As the majority of you know, I can’t have dairy products. Why I can’t have dairy products is a topic for another post, but just because I can’t have dairy doesn’t mean that I think everyone should abstain. So coming from someone who can’t currently tolerate dairy products (other than ghee), allow me to say why I still “believe” in drinking milk… raw milk that is.
Dairy products don’t work for all people (like me), but it can be a very nutrient rich food for many people who do tolerate it well (for example, Weston A Price found that Swiss people thrived on a high dairy diet). Some people who thought they were intolerant to milk, have found out that it was really pasteurized milk that they had problems with. Raw milk was a whole other ball park for them. I personally have found that true. It may not be the best choice for me, but I do fairly well with raw milk.

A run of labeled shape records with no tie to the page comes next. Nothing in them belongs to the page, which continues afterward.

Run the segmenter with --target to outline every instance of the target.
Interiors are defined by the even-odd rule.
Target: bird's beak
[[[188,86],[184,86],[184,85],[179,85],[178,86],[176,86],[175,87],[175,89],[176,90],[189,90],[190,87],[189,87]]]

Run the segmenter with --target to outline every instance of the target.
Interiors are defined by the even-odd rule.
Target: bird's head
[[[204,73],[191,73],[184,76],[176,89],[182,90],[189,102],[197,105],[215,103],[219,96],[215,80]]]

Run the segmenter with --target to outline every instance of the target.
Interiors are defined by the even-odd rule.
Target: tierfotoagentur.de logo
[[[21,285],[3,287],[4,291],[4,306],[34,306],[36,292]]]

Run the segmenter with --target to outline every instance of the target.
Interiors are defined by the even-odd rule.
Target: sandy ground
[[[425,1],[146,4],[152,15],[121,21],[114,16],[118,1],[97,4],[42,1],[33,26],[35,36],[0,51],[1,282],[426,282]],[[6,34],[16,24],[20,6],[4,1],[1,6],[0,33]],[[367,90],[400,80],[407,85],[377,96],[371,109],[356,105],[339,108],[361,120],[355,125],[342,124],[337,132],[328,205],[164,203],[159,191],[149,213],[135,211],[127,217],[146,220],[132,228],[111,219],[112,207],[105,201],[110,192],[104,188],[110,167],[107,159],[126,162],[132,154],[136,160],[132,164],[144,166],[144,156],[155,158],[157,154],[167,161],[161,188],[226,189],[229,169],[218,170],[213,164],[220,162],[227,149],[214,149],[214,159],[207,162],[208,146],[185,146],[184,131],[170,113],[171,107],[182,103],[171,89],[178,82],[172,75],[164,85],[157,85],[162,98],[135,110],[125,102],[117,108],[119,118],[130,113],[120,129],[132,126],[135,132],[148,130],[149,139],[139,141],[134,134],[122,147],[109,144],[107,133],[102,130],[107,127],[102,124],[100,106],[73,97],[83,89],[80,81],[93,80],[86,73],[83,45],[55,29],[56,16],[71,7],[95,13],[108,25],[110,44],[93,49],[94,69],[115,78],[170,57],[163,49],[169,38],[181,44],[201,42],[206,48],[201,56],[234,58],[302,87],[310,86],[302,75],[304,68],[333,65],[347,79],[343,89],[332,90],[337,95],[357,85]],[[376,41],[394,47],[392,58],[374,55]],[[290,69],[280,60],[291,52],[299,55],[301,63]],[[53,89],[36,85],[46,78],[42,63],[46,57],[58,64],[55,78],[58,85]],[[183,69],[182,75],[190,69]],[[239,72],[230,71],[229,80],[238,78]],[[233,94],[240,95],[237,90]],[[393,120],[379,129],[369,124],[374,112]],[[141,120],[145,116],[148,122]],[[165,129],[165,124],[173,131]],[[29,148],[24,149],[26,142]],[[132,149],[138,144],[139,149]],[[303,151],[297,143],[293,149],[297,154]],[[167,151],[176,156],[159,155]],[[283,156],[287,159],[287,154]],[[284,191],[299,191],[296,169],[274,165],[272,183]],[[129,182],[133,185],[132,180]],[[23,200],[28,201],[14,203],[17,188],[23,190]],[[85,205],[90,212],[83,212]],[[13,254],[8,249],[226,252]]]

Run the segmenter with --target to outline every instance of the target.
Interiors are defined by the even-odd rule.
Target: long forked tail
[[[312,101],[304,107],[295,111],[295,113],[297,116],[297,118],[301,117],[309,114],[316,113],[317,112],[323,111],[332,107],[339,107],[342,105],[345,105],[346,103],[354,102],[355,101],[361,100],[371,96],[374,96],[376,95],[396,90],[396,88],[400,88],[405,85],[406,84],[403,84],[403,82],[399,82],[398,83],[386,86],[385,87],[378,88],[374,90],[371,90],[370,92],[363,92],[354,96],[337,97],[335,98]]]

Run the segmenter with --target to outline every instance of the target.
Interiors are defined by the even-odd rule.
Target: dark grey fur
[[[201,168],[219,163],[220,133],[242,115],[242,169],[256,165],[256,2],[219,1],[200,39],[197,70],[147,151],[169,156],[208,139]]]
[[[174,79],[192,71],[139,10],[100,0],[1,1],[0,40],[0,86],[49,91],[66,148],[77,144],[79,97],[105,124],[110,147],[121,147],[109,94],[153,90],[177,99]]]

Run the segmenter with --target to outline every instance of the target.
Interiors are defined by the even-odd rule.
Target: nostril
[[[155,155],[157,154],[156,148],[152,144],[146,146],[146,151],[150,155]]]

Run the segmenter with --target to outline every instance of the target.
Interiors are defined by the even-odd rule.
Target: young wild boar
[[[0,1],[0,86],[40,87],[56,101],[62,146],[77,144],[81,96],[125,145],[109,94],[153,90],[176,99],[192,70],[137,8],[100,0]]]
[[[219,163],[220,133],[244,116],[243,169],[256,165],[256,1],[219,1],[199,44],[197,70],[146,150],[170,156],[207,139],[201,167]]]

(For those in the same situation as me, I will share more about how to replace dairy with nutrient rich foods in another post).

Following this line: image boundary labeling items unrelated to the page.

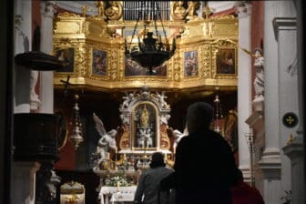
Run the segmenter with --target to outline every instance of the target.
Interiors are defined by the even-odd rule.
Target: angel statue
[[[97,162],[97,167],[100,167],[100,164],[103,161],[107,160],[107,153],[110,149],[117,151],[117,144],[115,137],[117,135],[116,129],[111,129],[110,131],[107,132],[102,120],[93,114],[93,118],[96,123],[96,129],[101,136],[101,138],[97,142],[97,153],[99,154],[99,158]]]

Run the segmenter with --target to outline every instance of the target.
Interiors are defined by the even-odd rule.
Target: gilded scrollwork
[[[96,6],[97,8],[97,13],[98,13],[98,17],[105,19],[105,7],[106,7],[106,3],[105,1],[97,1],[96,2]]]
[[[120,2],[120,4],[122,3]],[[174,4],[172,7],[178,6],[178,2],[171,4]],[[106,9],[110,9],[110,5],[107,5]],[[188,3],[185,3],[184,5],[187,7]],[[71,83],[85,86],[88,89],[136,88],[145,84],[150,87],[166,89],[204,87],[213,89],[216,86],[222,88],[222,86],[237,85],[237,50],[239,46],[238,20],[236,18],[231,16],[197,18],[197,20],[189,21],[186,24],[172,16],[171,20],[165,21],[164,26],[167,27],[169,36],[177,39],[177,50],[165,64],[166,74],[162,76],[126,76],[123,37],[126,36],[128,40],[131,35],[128,32],[133,31],[136,22],[121,21],[120,19],[111,20],[108,18],[109,21],[105,21],[97,15],[80,16],[69,13],[59,14],[55,18],[54,47],[62,49],[72,47],[75,50],[73,72],[56,72],[56,86],[61,85],[60,80],[66,78],[67,75],[71,76]],[[209,27],[208,23],[213,25],[211,32],[210,28],[208,29]],[[204,24],[207,26],[206,28]],[[113,37],[115,30],[121,35]],[[96,52],[107,53],[105,54],[107,58],[105,75],[93,74],[93,49],[96,49]],[[221,52],[228,49],[234,54],[235,69],[231,69],[228,73],[218,72],[217,56],[219,49]],[[185,76],[184,52],[190,51],[198,52],[198,73],[194,76]]]
[[[118,55],[117,50],[112,50],[110,53],[110,70],[109,77],[111,80],[116,80],[117,77],[117,67],[118,67]]]
[[[174,80],[179,81],[180,80],[180,57],[179,53],[177,52],[173,56],[173,74],[174,74]]]
[[[78,75],[80,76],[87,76],[87,60],[86,60],[86,47],[84,43],[78,44],[78,46],[76,46],[76,67],[78,69]]]
[[[174,20],[184,20],[188,10],[184,7],[184,1],[172,2],[171,16]]]
[[[203,52],[203,73],[202,76],[203,78],[209,78],[210,77],[210,73],[211,73],[211,64],[210,64],[210,46],[204,46],[202,47],[202,52]]]
[[[118,1],[110,1],[105,14],[109,20],[119,20],[122,17],[122,4]]]

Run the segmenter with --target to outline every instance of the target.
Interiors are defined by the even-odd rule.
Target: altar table
[[[132,202],[137,186],[131,187],[102,187],[98,195],[100,204],[117,202]]]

When we have gotten grass fed raw milk from a local farmer, we have found it to be much better tasting, much deeper in color (from the vitamin A content), and like I mentioned above, it was much more digestible (especially if one ferments it).
Of course, the big question when talking about raw milk is always safety. It certainly was my concern! But as I delved into studying this topic, I realized how uninformed most of us are in this area. It was actually amazing how little I knew about what the risks and advantages of both raw milk and pasteurized milk were.
This post is not meant to convince you one way or another. I hope instead that this post gives you vital, important information that helps you make the right choice for your family. In other words, I hope this post helps you along in making an informed decision.
Why Raw Milk?
So one of the first questions I had was, “What’s so bad about pasteurized milk? ” Let’s take a look.
One fact that interested me was that from the very beginning there has been debate about whether pasteurized milk was good for you.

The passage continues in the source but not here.